Plot the nodes with the highest weighted degree values

In [None]:
num_nodes_to_inspect = 10
weighted_degree_df[:num_nodes_to_inspect].plot(x='node', y='weighted_degree', color='orange', kind='barh').invert_yaxis()

## Communities

Who forms distinct communities within this network?

In [None]:
from networkx.algorithms import community

Calculate communities with `community.greedy_modularity_communities()`

In [None]:
communities = community.greedy_modularity_communities(G)

In [None]:
communities

Make a `dict`ionary by looping through the communities and, for each member of the community, adding their community number

In [None]:
# Create empty dictionary
modularity_class = {}
#Loop through each community in the network
for community_number, community in enumerate(communities):
    #For each member of the community, add their community number
    for name in community:
        modularity_class[name] = community_number

Add modularity class to the network as an attribute

In [None]:
networkx.set_node_attributes(G, modularity_class, 'modularity_class')
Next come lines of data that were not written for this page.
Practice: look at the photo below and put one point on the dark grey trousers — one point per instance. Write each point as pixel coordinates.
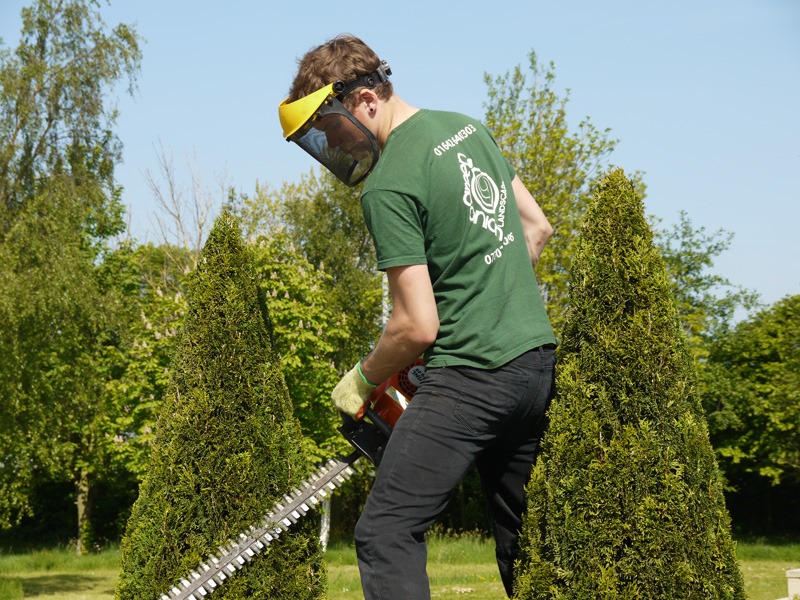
(459, 416)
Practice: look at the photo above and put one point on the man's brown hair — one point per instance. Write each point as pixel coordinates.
(344, 58)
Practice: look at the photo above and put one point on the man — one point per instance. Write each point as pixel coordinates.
(458, 235)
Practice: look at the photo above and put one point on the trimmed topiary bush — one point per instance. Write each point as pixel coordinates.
(626, 499)
(226, 445)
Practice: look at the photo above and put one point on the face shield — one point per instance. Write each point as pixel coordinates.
(321, 125)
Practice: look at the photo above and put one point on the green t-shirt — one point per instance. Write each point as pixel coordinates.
(441, 195)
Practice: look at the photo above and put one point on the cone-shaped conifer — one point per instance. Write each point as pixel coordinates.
(626, 499)
(226, 446)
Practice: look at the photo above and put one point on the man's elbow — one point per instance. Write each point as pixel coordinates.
(425, 334)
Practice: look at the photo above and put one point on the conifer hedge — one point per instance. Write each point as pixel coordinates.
(226, 446)
(626, 499)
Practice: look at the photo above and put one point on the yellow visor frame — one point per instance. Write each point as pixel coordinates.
(321, 125)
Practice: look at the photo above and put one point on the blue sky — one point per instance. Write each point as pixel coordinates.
(703, 96)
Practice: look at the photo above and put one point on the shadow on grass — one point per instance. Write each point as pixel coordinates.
(42, 585)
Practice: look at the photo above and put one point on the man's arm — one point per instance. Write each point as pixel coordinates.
(536, 227)
(412, 326)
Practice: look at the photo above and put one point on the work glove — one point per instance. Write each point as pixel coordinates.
(352, 392)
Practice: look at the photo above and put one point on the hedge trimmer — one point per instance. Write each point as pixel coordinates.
(368, 437)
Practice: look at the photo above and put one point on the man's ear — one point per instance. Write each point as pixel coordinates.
(369, 98)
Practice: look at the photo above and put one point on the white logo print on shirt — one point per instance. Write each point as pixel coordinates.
(487, 203)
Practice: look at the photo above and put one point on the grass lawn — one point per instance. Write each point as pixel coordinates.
(457, 567)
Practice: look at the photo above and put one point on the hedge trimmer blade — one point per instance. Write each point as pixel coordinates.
(212, 573)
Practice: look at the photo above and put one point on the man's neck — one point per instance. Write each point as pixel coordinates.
(397, 111)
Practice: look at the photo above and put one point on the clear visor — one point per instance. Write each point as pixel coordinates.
(337, 140)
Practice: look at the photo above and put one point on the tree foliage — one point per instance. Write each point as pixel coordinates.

Make a Pandas dataframe from modularity class network data `G.nodes(data='modularity_class')`

In [None]:
communities_df = pd.DataFrame(G.nodes(data='modularity_class'), columns=['node', 'modularity_class'])
communities_df = communities_df.sort_values(by='modularity_class', ascending=False)

In [None]:
communities_df

Inspect nodes in the DataFrame with the modularity class 2

In [None]:
communities_df[communities_df['modularity_class'] ... # Your code here]

## Visualization with nx_altair

Install nx_altair for visualization

In [None]:
!pip install nx_altair

Import nx_altair and altair

In [None]:
import nx_altair as nxa
import altair as alt

Add node name as an attribute

In [None]:
for node in G.nodes():
    G.nodes[node]['name'] = node

Create a network layout

In [None]:
pos = networkx.spring_layout(G)

Draw the graph with nx_altair

In [None]:
viz = nxa.draw_networkx(
    G,
    pos=pos,
    node_color= 'modularity_class',
    cmap='viridis',
    width=1,
    edge_color='black',
    node_tooltip = ['name', 'modularity_class']
)
alt.vconcat(viz)

## Discussion

- What do you think the communities detected by the modularity algorithm can tell us about the GOT universe?
- Which communities make sense, and which, if any, don't seem to make sense?